Es ist nicht zu überhören, seit gestern ist die Pyrotechnik wieder „offiziell“ käuflich zu erwerben. Regalweise stabeln sich die Raketen und Böller in den Geschäften, schlangenweise stehen die Feuerwerksbegeisterten tauschen sackweise tütenweise Schwarzpulver gegen Euro’s. Na ja, wer’s wirklich braucht.

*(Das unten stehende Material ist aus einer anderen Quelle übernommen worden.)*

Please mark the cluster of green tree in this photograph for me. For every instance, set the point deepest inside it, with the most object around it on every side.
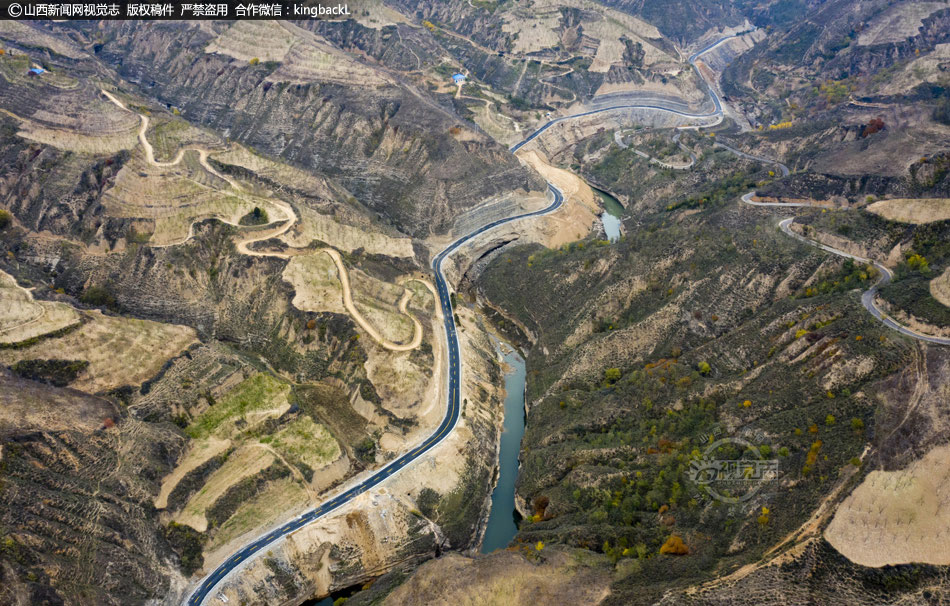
(851, 275)
(188, 543)
(258, 216)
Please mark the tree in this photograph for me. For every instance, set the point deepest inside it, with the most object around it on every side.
(427, 501)
(674, 546)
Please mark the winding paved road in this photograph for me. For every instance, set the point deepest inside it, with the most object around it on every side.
(454, 367)
(444, 429)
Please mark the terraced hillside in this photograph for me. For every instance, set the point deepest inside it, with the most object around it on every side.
(163, 273)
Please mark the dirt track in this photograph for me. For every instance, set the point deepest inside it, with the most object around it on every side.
(288, 220)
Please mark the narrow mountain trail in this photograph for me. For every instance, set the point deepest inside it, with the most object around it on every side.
(282, 226)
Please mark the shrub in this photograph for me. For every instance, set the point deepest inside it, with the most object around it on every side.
(674, 546)
(98, 296)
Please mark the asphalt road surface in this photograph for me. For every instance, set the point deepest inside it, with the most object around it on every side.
(867, 297)
(444, 429)
(454, 369)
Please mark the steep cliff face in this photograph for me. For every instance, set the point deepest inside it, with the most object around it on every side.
(394, 148)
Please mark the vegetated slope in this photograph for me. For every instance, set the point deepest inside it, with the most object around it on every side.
(76, 521)
(394, 148)
(703, 322)
(279, 403)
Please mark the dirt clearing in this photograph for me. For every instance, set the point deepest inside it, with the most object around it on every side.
(913, 210)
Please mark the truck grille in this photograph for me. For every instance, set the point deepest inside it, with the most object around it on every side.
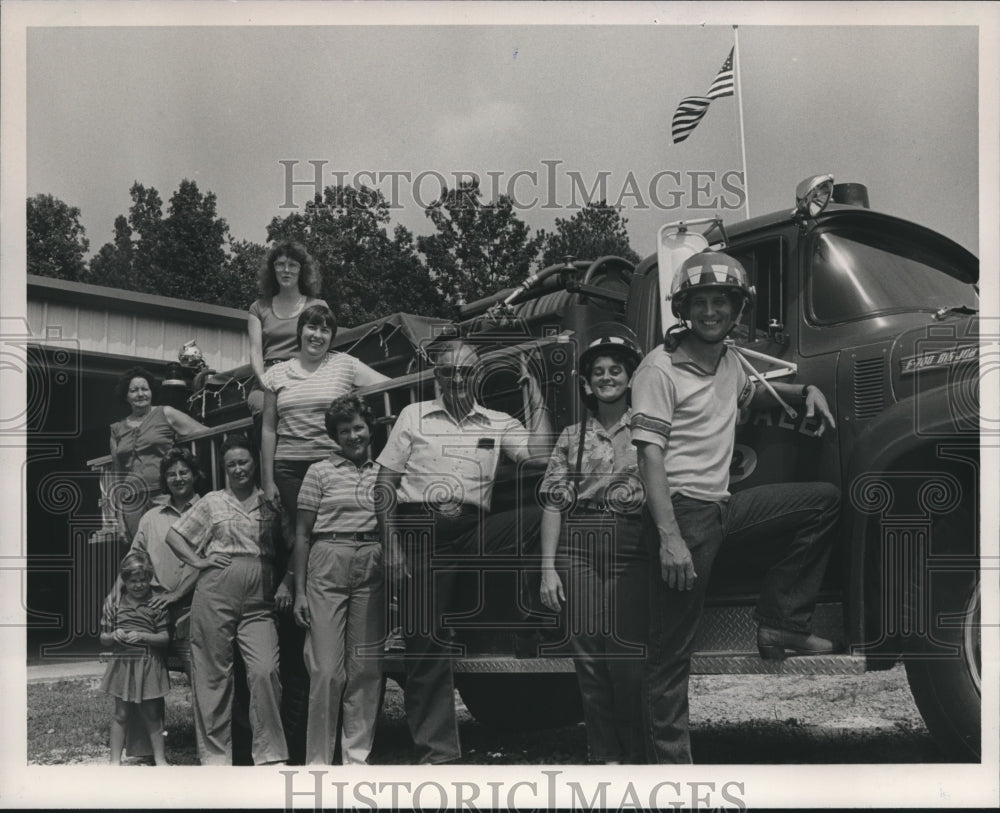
(869, 387)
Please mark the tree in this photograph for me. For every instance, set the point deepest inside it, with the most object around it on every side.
(597, 230)
(56, 239)
(182, 255)
(188, 256)
(112, 265)
(366, 274)
(478, 249)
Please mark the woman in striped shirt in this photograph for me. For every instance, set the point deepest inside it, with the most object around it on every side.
(340, 590)
(296, 395)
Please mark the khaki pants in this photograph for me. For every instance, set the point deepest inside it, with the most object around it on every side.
(236, 603)
(345, 589)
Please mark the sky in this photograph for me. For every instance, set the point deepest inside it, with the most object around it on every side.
(893, 107)
(96, 96)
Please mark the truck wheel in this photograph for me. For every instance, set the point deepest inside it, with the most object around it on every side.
(947, 688)
(522, 701)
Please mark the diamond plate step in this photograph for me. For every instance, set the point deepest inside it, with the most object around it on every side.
(726, 644)
(734, 629)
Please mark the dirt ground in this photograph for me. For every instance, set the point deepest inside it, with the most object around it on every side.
(735, 719)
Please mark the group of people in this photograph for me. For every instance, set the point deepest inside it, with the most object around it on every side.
(633, 508)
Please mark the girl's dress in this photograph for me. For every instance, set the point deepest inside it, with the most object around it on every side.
(138, 452)
(135, 673)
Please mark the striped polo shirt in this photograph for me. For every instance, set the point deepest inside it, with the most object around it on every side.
(690, 413)
(341, 494)
(302, 401)
(444, 461)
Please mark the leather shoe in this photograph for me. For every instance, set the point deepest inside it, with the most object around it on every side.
(774, 644)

„Silvester ohne Böller macht keinen Spaß“ rufen die einen, „Silvester verursacht Lärm und Müll“ meinen die andern. Beide mögen aus ihrer Sicht durchaus recht haben, Meinungssieger nach Punkten für mein Dafürhalten die zweitgenannte Aussage mit Lärm und Müll. Und dieser „Spaß“, ohne den es nicht geht schwemmt ganz nebenbei 100 Millionen Euro in die Geschäftskassen – die Händler wird’s freuen, den Staat ganz sicherlich auch!

Auch die Mobilfunkbetreiber freuen sich auf die Neujahrsnacht. Mit 300.000.000 SMS in wenigen Stunden klingelt auch dort die Kasse recht ordentlich – auch wenn der Glückwunsch zum Neuen Jahr wegen vollkommener Netzüberlastung erst am frühen Vormittag des 1. Januar eintrifft und den „Katerschlaf“ stört. Wie wünschte man nur vor 25 Jahren seinen Freunden ein Gutes Neues Jahr?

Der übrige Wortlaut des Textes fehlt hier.